“Both Minneapolis and St. Paul are promoting the return of streetcars as part of the region’s transit puzzle, according to local news reports.
The rise of streetcars began in the late 1800s in the Twin Cities, and eventually a 50-mile system ran from Lake Minnetonka to Stillwater, according to the Star Tribune. But they faded with the rise of the automobile and stopped running by 1954.
Now, the Twin Cities metro area joins a dozen other U.S. cities that plan to build or expand streetcar lines, a Forbes report says.
Proponents argue that streetcars are cheaper than light rail and more conducive to economic development than buses.
David Levinson, a transportation expert at the University of Minnesota, joins The Daily Circuit to talk about whether investment in streetcars is worth it.”
“While there are a few transit overachievers, notably Portland, Seattle, Boston and Washington D.C., the correlation is overall very strong. No city with an overall density of less than 4,000 per square mile, and there are many, has broken a 10 percent commuting modal share. The most notable outlier, Miami, may possibly be explained by examining its CBD employment density and job concentration in the charts below. “
Looking at the data for the City of Minneapolis, we are in the terms of the Old Urbanist a “transit underachiever”. That is, we have both a CBD employment density that is above average (5th highest in the US at 146,000 jobs per square mile), and a residential density of 7000 persons per square mile. But we have a underperforming metropolitan area mode share of 4.67%.
Of course there is a lot going on, the City of Minneapolis Transit mode share by place of residence is much higher than the regional average, at 14%, (for comparison, St. Paul is 11.3%) while most of the rest of the region must be below 5%. So while the core cities of Minneapolis and St. Paul are decent (though by no means champion) Transit Cities, the rest of the region is dragging the metropolitan area’s statistics down.
In life, there are two basic strategies: Prop up the weak or reward the strong.
In transit, there are two investment strategies: invest in areas with poor ridership to increase it, or invest in areas with decent ridership to make it even better.

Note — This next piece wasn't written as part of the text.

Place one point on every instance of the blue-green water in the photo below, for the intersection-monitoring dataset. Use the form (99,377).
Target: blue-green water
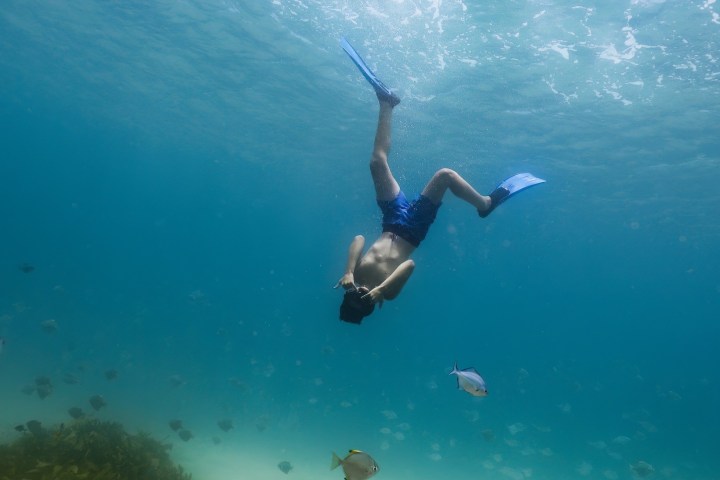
(185,178)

From a transit agency financial perspective, the second is clearly better (it is what a private operator would do). From a spatial/political equity (or suburban welfare) perspective, the services get spread around. We get high-capacity service to third-ring suburbsand even exurbs. This would not be a problem but that resources are scarce and our eyes are bigger than our wallets.

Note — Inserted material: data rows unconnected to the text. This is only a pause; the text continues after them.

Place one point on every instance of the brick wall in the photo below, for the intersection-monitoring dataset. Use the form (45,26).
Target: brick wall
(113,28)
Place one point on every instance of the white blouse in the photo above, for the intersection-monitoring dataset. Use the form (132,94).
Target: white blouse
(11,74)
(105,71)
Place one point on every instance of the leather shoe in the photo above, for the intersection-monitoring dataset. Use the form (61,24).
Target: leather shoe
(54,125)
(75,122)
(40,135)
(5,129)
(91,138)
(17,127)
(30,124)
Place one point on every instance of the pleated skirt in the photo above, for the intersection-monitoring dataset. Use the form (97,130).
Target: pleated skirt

Similarly, we can add services in areas which are already built up, or we can add services in places in advance of development, because of speculative “economic development”.

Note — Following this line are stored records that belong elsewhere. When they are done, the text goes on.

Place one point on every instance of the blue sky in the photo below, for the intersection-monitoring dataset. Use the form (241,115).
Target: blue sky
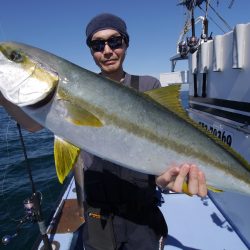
(154,27)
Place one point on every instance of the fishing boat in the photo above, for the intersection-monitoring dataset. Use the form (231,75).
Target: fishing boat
(217,89)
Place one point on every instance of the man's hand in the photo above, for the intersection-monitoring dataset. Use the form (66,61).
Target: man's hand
(175,177)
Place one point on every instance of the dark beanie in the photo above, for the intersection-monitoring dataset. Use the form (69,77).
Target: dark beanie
(106,21)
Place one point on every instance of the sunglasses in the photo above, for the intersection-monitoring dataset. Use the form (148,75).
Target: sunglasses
(114,42)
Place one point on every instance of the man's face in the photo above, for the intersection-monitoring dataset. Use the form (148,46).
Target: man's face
(109,60)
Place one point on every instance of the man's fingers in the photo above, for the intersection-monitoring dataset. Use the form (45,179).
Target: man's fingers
(177,187)
(193,181)
(202,184)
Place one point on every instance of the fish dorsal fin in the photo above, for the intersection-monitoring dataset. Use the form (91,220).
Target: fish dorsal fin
(168,97)
(65,155)
(80,116)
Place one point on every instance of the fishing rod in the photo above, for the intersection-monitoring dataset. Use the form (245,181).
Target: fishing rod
(32,206)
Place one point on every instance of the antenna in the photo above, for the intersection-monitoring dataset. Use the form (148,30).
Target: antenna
(32,206)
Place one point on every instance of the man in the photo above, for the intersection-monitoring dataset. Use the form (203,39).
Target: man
(121,209)
(121,206)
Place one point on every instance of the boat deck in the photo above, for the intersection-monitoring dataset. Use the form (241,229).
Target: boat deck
(193,223)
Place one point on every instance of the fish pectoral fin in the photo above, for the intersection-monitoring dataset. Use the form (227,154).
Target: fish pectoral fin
(214,189)
(169,97)
(80,116)
(65,155)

In a recent post, I suggested some alternative transit routes, e.g. Rosedale to Southdale, the Purple Line, or Fridley to St. Paul, the Pink Line. There is nothing magical about these proposed routes, and I certainly have no religious feelings about them. (Nor do I own real estate along the rights-of-way).
They just have nice mostly available rights-of-way, key demand points along the routes (large shopping destinations, universities, downtowns) and serve the core cities and first-ring suburbs which have above metropolitan average population densities and thus should be feasible to serve with a higher capacity service that does not get stuck in traffic.